EYYY ERKEKLER! YETER ARTIK!
Cinayet, tecavüz, cinsel istismar, dayak... Yeter artık. Son on yılda üç kat artan erkek şiddeti, 11 ayda hayattan kopan 450’ye yakın kadın... Eyyy erkekler, artık gerçekten yeter! Şiddeti önlemek, gereken mücadeleyi vermek için hiçbir kazanımdan en ufak bir geri adım atılmamalı. Bırakın geri adım atmayı, nerede eksiklik varsa onlar da giderilmeli. Kısacası İstanbul Sözleşmesi’ne lütfen dokunmayın.
BİZİ DE UNUTMAYIN!
Reformlar, insan hakları, ifade özgürlüğü, güçlü ekonomi, özgürlükler... Tüm bu alanlarda iddialı olduğumuzu duymak çok güzel. Medyayı da unutmayalım. İktidarın ve muhalefetin gazetecileri ayrımı son bulsun artık. Bir grup gazeteci iktidarın, bir grup gazeteci de muhalefetin düşüncelerini onların siyasetçilerinden daha ateşli bir biçimde savunmasın. Siyasi partilerin o görüşleri savunacak milletvekilleri, parti yöneticileri yok mu? Neden şu partili gazeteci, bu partili hukukçu, o partili öğretim üyesi diye bir tanımlama var? Neden tüm televizyon kanalları tartışma programlarına bu şekilde konuk bulmak zorunda kalıyor? RTÜK bile aynı yorumculardan sıkılmış (Bakınız 19 Aralık açıklamalarına). Kısacası artık vekâlet yayınları son bulsun. Herkes kendi asli işini yapsın. Gazeteci ortada dursun. Gerektiğinde ve doğru bulduğunda iktidarı, gerektiğinde ve doğru bulduğunda muhalefeti eleştirsin. Siyasetçiler ekranlara dönsün.
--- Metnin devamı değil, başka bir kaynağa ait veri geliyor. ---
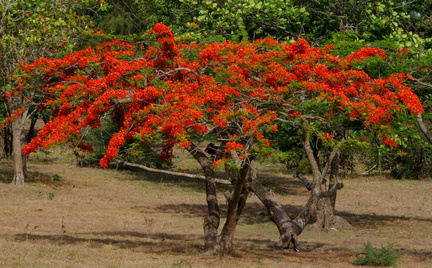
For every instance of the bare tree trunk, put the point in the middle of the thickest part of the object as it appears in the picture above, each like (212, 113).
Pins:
(212, 219)
(326, 218)
(19, 160)
(288, 229)
(236, 203)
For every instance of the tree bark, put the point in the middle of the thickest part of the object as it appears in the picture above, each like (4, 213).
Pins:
(19, 160)
(236, 203)
(288, 229)
(212, 219)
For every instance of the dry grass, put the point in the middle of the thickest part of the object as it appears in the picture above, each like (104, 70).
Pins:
(114, 218)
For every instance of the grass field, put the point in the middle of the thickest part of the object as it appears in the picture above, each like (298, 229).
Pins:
(87, 217)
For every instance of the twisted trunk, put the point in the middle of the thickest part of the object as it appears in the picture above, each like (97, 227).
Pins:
(212, 219)
(288, 229)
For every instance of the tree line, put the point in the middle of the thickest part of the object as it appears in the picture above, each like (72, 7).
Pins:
(230, 82)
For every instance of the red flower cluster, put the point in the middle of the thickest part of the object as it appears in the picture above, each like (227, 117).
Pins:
(175, 92)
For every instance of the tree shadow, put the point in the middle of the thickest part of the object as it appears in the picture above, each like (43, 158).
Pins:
(152, 243)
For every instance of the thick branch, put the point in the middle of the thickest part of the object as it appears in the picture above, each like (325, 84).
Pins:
(332, 190)
(174, 173)
(305, 181)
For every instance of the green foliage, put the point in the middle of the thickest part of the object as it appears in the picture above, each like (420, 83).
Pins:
(371, 256)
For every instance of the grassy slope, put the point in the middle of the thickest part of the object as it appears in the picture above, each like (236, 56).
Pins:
(113, 218)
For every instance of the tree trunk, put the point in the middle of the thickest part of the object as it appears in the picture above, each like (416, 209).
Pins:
(19, 160)
(326, 218)
(236, 203)
(288, 229)
(212, 219)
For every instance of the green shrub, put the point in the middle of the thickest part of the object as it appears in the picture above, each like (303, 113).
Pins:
(371, 256)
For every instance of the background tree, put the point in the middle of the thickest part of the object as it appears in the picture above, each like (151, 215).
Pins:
(229, 93)
(31, 30)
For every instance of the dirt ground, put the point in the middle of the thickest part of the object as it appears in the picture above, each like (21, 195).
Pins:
(69, 216)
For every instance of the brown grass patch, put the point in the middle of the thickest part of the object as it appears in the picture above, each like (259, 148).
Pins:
(117, 218)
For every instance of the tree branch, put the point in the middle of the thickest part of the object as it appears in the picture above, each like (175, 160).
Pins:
(174, 173)
(332, 190)
(305, 181)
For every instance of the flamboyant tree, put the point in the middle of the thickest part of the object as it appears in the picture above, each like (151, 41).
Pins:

Bunu yaparken, şu “Ben tek çıkarım” siyasetçi kaprisini de düzeltmek gerek. Birincisi, tek çıkılan programlar propagandaya dönüyor. İkincisi, izleyiciler bunları pek tercih etmiyor. İnanmayanlar izlenme oranlarına bakabilirler. Diyeceğim o ki 2021’de ekranlarda fikirleriyle, siyasetleriyle, akıllarıyla tartışan siyasetçileri görelim.
Bitmedi... Gazeteciler birden fazla kaynaktan doğrulatarak, perde arkası haberler yazarlar. Toplantılardan, izlenen politikalardan... Bu haberlerden de korkmamak gerek. Gazetecinin işidir bu. Yeni yılda daha çok perde arkası bilgiler içeren haberler okumamız dileği ile.
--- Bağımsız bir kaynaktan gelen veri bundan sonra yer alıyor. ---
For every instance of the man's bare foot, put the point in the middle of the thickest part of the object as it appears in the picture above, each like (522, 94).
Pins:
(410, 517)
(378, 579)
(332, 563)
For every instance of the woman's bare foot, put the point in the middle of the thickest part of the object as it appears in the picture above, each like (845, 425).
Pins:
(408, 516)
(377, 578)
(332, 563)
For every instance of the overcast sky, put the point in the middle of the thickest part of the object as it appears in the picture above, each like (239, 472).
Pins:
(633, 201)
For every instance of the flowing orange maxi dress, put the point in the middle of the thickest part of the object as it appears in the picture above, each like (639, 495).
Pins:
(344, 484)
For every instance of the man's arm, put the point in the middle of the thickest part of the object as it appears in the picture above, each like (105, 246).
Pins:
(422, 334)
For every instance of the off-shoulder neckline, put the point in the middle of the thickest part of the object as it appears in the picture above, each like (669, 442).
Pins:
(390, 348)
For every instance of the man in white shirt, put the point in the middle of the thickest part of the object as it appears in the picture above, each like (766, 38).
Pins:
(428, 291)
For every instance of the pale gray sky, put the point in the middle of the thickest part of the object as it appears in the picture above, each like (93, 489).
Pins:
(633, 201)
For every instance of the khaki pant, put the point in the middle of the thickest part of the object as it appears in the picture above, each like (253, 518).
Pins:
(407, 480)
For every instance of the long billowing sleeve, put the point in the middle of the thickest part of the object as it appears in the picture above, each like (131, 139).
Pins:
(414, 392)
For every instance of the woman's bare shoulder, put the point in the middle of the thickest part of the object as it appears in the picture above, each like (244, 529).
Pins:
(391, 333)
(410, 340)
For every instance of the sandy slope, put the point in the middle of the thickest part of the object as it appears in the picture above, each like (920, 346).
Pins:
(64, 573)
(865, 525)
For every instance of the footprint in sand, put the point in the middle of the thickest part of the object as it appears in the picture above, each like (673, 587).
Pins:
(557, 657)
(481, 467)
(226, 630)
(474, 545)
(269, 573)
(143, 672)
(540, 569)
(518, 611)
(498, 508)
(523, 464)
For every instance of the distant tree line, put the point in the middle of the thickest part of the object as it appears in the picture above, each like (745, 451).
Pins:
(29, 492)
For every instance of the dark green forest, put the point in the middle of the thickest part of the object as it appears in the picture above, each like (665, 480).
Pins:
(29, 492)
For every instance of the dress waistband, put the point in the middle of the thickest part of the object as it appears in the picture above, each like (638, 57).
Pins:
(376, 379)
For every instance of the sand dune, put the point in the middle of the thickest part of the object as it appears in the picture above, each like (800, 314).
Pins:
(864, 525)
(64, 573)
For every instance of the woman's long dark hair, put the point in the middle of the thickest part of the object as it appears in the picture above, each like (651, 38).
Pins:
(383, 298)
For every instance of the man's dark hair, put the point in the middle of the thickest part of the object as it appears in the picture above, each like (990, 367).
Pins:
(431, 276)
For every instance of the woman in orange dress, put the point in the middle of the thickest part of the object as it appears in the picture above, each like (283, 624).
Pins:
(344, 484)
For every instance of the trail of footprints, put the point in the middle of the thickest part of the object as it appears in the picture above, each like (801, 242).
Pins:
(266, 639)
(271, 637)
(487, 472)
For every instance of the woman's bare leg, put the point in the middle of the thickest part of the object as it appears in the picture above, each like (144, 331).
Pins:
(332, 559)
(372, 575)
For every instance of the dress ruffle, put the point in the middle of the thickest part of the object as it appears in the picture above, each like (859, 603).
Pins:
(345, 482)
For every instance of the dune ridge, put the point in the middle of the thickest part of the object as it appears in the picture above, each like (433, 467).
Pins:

Son bir not... Muhabirlik bu mesleğin en önemli makamıdır. Muhabirlerin kendini yetiştirmesi kadar, siyaset ve kurumların onlarla olan ilişkisi de önemlidir. Alan muhabirliği ve uzman muhabirlik kavramları vardır. Dünyanın en büyük medya kuruluşlarında 50-60 yaşlarında muhabirler çalışır. Siyasetçiler, bakanlar, liderler 2021 yılında özel programlarına yöneticiler yerine kendilerini takip eden muhabirleri çağırsınlar. Yeniden muhabirlik hak ettiği değeri kazansın. Haber yeniden değer kazansın.
Umut fakirin ekmeğidir... Herkese iyi yıllar!